PTEN is a phosphoinositide 3-phosphatase which negatively regulates the PI3K/AKT signalling pathway (Ohigashi et al, 2005). Investigations to understand the role of PTEN loss have utilised a well-characterised animal model of human prostate cancer (Kwabi-Addo et al, 2001). Analysis of tumour progression in Pten (+/–) heterozygous mice, coupled with analysis of the PTEN gene and protein in the resulting tumours, has shown that haploinsufficiency of the PTEN gene promotes instability and the progression of prostate cancer (reviewed in Baker, 2007). Decreased PTEN activity has also been identified in several human cancers including prostate cancer (McMenamin et al, 1999; Koksal et al, 2004). A recent FISH and immunohistochemical PTEN analysis reported by our group showed deletions of PTEN at a very high frequency prostate cancer (Yoshimoto et al, 2006a). Other studies have demonstrated an association between decreased PTEN protein expression and a higher Gleason grade and advanced tumour stage (McMenamin et al, 1999; Koksal et al, 2004; Schmitz et al, 2007). Recently, complete loss of PTEN expression was observed in 26 of 112 (23%) of prostate cancer patients at the time of first diagnosis (Schmitz et al, 2007). Moreover, it was reported that 25 of 42 (59%) of both the neoplastic prostate glands and the invasive prostatic adenocarcinomas cells in the lymph node showed complete lack of PTEN expression, and of these 52% exhibited already loss of PTEN expression at first diagnosis. To determine whether PTEN genomic losses were also more prevalent in metastatic disease, as predicted by the above reports, we selected a small cohort of paired primary prostate adenocarcinomas and metastatic adenocarcinoma in the regional lymph nodes derived from the same patient. A very high frequency (90%) of PTEN deletion was evident in this study group, consistent with notion that loss of PTEN function is generally associated with more aggressive disease. Interestingly, two patients with hemizygous deletions in their primary tumours had homozygous deletions in their matched nodal metastatic sample. These data are in keeping with the idea that complete loss of PTEN function is associated with transition to more progressive disease (Verhagen et al, 2006; Schmitz et al, 2007).

In this study, we also demonstrate that both hemi- and homozygous PTEN loss is a highly significant prognostic marker for poor clinical outcome in prostate cancer. Prediction of 5-year biochemical risk failure analysis showed that PTEN status (not deleted, hemi- or homozygous deletion) correlated specifically with biochemical recurrence based on PSA levels. Our findings show a strong association between PTEN deletion and a shorter time interval to PSA recurrence. Significantly, homozygous PTEN deletion in five tumours was associated with a much earlier onset of biochemical recurrence based on PSA values. These tumours also had a median tumour volume typically >20%. Similar to the findings of (Schmitz et al, 2007) PTEN loss was not associated with Gleason score (Pearson's χ2 test, P=0.142). However, the absence of a statistical relationship in our study may have arisen because of the relatively small distribution of different Gleason scores in our cohort.

These novel findings implicate further an early role for PTEN haploinsufficiency and poor clinical outcome in prostate cancer. Our studies have demonstrated that the presence of PTEN genomic losses are frequent at diagnosis and are a significant prognostic marker for the subsequent development of clinically advanced disease. Previously, PTEN inactivation has been primarily been detected in locally advanced (Whang et al, 1998) or metastatic prostate cancer (Schmitz et al, 2007).
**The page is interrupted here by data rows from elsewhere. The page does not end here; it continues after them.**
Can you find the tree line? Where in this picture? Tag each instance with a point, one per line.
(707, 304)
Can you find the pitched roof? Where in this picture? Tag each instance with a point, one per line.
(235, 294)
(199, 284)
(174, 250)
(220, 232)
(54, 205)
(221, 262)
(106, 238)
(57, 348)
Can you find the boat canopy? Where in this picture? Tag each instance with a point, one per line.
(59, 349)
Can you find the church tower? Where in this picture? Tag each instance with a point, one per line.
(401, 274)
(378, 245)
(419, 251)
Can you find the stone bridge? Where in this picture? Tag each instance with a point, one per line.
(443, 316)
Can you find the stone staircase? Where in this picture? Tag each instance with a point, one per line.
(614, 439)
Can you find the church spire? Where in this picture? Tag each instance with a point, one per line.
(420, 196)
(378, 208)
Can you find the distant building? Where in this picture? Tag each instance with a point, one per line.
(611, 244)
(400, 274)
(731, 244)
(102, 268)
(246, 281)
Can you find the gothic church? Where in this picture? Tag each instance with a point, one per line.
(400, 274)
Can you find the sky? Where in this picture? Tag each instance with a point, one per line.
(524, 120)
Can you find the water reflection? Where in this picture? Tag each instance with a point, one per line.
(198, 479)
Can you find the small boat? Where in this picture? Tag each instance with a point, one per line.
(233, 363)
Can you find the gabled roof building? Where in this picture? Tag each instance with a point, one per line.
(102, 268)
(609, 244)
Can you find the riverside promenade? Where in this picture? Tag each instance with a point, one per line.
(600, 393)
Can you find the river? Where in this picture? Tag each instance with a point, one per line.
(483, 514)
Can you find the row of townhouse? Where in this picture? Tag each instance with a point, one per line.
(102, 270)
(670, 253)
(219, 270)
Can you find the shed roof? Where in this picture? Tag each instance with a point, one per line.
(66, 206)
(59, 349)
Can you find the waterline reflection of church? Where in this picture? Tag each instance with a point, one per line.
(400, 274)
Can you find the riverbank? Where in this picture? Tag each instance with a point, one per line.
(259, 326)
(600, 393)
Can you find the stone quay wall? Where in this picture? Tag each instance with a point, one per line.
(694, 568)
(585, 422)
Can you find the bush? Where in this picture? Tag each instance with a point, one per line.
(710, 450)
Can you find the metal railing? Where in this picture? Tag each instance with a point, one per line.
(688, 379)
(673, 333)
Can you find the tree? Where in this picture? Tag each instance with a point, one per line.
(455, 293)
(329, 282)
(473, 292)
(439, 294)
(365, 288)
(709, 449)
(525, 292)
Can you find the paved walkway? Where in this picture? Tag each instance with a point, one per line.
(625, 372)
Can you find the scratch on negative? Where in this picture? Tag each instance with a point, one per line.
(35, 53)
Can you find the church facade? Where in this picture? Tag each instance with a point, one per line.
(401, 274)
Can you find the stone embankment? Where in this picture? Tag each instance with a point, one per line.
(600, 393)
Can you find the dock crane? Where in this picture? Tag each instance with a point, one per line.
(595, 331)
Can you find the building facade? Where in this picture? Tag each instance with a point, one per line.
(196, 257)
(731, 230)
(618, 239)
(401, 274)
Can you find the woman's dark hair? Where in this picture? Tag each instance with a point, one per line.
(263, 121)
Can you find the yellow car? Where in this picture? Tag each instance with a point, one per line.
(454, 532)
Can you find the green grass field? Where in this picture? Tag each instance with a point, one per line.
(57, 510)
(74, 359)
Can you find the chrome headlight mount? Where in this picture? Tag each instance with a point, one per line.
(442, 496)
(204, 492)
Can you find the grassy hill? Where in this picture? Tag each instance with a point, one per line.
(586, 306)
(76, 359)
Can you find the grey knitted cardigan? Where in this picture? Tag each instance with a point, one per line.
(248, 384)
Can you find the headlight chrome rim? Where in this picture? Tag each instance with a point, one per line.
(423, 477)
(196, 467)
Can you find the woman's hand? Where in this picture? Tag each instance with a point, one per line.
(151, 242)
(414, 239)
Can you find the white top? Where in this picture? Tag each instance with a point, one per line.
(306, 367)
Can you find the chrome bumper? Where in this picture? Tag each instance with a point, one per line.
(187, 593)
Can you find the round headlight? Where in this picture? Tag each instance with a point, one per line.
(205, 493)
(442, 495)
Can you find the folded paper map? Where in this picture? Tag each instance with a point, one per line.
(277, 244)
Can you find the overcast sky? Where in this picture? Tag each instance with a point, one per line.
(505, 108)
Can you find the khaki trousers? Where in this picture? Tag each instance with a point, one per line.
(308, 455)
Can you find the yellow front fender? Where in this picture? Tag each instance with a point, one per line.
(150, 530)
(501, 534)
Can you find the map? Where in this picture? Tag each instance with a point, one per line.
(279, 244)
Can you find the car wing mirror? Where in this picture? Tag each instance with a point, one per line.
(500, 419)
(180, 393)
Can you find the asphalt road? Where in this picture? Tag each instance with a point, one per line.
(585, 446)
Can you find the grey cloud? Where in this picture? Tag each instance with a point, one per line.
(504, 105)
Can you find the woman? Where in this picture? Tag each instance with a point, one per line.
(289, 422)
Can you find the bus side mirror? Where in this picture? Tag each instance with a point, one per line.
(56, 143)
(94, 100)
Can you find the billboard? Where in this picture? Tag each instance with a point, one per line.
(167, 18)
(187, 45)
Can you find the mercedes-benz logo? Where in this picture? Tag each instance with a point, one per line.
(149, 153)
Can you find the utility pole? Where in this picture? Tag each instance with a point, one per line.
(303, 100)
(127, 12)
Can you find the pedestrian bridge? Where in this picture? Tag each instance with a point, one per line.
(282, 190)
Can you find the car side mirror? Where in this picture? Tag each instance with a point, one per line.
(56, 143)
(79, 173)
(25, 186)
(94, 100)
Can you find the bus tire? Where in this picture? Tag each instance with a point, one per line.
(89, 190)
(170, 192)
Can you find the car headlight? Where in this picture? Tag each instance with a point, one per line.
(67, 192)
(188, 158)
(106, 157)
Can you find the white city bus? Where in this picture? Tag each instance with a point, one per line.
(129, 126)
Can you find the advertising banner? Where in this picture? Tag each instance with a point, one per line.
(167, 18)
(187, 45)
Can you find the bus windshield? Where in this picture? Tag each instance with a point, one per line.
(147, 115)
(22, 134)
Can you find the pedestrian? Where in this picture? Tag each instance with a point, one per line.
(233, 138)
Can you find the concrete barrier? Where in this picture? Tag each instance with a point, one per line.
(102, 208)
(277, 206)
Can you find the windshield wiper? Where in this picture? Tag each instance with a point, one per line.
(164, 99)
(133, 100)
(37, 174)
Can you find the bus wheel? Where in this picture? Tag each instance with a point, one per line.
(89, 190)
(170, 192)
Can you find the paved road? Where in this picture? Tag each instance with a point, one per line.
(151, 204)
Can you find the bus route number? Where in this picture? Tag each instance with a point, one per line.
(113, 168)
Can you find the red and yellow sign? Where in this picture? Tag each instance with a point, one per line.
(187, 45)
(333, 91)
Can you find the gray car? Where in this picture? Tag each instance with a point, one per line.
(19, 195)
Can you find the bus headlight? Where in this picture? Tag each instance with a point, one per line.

Our new findings suggest that the acquisition of the deletion and concomitant loss of PTEN functional activity at an earlier phase in prostatic oncogenesis is an important determinant of the molecular pathways that govern a more aggressive tumour phenotype. Knowledge of the pathways downstream to PTEN and the genomic status of the PTEN gene in tumours must be considered in the design of future therapeutic trials of prostate cancer.